Когда мы узнали об этом, я пришел к Томилову.

— Вот вам и Настя! — сказал я ему, и он весело рассмеялся.

* * *

Работа нашей разведгруппы на юге Белоруссии осенью и зимой 1943–1944 годов во многом способствовала наступлению войск 1-го Белорусского фронта.

Гитлеровцам не пришлось воспользоваться своими укрепленными точками во втором эшелоне обороны. Почти все они были уничтожены нашей артиллерией.

Под Пинском, в штабе 14-й кавалерийской дивизии, мы встретились с генерал-майором Григорием Петровичем Кобловым.

— Здорово вы поработали. От кавалеристов вам, разведчикам, большое спасибо, — сказал нам генерал.

«Германия будет свободной!»

Неожиданное назначение

В феврале 1944 года фронт приблизился к районам Полесья, с группой военных разведчиков меня срочно вызвали в Москву с отчетом о работе. Мои боевые товарищи, да и я сам, ни на минуту не сомневались в том, что из Москвы нас снова направят во вражеский тыл.

В Москве мы провели неделю в полнейшем спокойствии, жили со всеми удобствами: ванны, души, чистые постели, хорошее питание. Одним словом, комфорт. Но нас тянуло «домой», в леса.

В партизанском штабе меня принял полковник Белов. С Александром Васильевичем, как я уже писал, нам приходилось встречаться не раз.
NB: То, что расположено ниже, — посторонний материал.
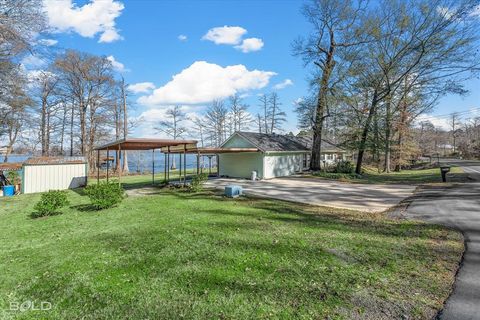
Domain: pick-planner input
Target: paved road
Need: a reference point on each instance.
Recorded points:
(365, 197)
(458, 207)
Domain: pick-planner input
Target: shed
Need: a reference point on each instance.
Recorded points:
(277, 155)
(53, 173)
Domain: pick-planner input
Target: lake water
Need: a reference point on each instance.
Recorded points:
(138, 161)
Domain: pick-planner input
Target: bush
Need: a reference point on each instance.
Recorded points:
(13, 177)
(344, 167)
(50, 203)
(198, 181)
(105, 194)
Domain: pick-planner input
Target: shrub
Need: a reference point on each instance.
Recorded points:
(13, 177)
(198, 181)
(50, 203)
(344, 167)
(105, 194)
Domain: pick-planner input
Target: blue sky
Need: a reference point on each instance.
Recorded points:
(143, 36)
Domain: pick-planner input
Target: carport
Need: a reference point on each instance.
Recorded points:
(140, 144)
В этом еще молодом, с отличной выправкой офицере мне особенно нравились его оптимизм, его умение заботиться о людях.

Когда я вошел и приготовился доложить по военной форме о своем прибытии, он, улыбаясь, сказал:

— Вольно!

В просторном кабинете висело несколько карт с различными отметками — дужками, зигзагами, кружочками и жирными стрелками, нацеленными на Запад. На территории, еще занятой врагом, преимущественно в лесах, тоже были отметки — партизанские базы.
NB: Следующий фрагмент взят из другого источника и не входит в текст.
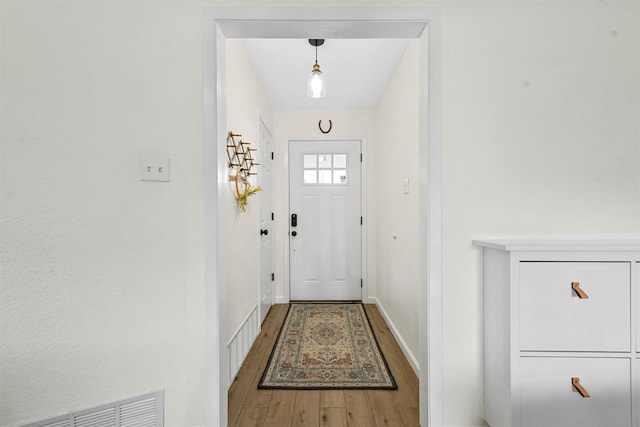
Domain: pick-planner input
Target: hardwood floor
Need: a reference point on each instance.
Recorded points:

— Значит, отдыхать больше не хочешь? — спросил меня Белов.

Прищурив глаза и, как мне показалось, посмотрев на меня не без одобрения, он подошел к карте. Указав на лесной массив, Александр Васильевич спросил:

— В этих местах не бывал?

— Нет.

— Это Налибокская пуща, Барановичская область. Вот туда и отправишься со своей группой. Подробности потом. Вызову тебя еще раз. Подожди в приемной.
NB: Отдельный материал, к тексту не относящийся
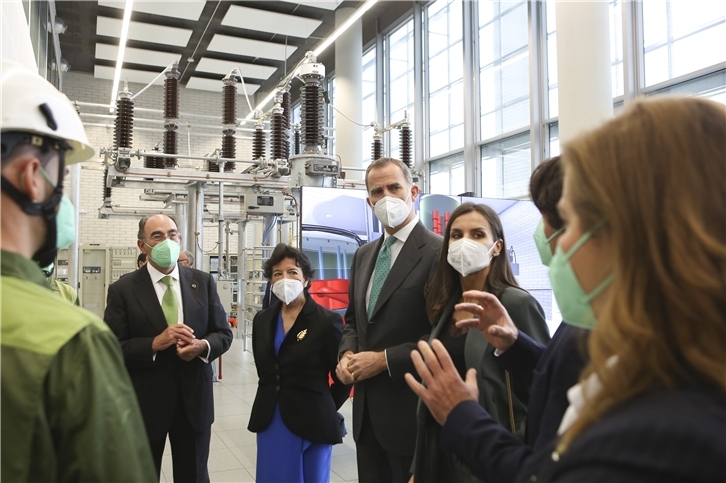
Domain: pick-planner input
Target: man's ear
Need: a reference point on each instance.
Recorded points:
(32, 181)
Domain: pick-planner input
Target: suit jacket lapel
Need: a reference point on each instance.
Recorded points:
(268, 328)
(146, 295)
(301, 323)
(406, 260)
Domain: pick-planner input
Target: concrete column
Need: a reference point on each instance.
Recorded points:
(349, 92)
(583, 66)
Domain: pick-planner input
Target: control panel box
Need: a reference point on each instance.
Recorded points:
(265, 204)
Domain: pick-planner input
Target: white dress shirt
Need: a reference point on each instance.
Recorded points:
(401, 236)
(160, 288)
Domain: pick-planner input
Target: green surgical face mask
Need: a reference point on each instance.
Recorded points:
(166, 253)
(543, 243)
(65, 219)
(575, 305)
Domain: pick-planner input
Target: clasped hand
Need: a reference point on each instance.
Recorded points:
(358, 367)
(182, 336)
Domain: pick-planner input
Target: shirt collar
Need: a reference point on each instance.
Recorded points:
(404, 232)
(16, 265)
(157, 275)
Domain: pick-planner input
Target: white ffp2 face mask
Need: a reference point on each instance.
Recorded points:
(392, 211)
(287, 289)
(468, 256)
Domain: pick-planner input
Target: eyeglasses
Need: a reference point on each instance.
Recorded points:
(159, 237)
Из кабинета полковника я вышел довольный и немного взволнованный. В приемной совершенно неожиданно встретился с Галиной Хромушиной, давней моей знакомой. Она была в новеньком обмундировании. Шапка-ушанка делала ее круглое, румяное лицо похожим на мальчишеское. Только мягкий взгляд больших темно-серых глаз и длинные ресницы выдавали в ней девушку. Мы оба были удивлены и обрадованы. Еще бы, не виделись с 1942 года, а главное, никак не ожидали встретиться здесь, в Москве. После обоюдных расспросов Галина сообщила мне, что в партизанский штаб пришла с особым поручением.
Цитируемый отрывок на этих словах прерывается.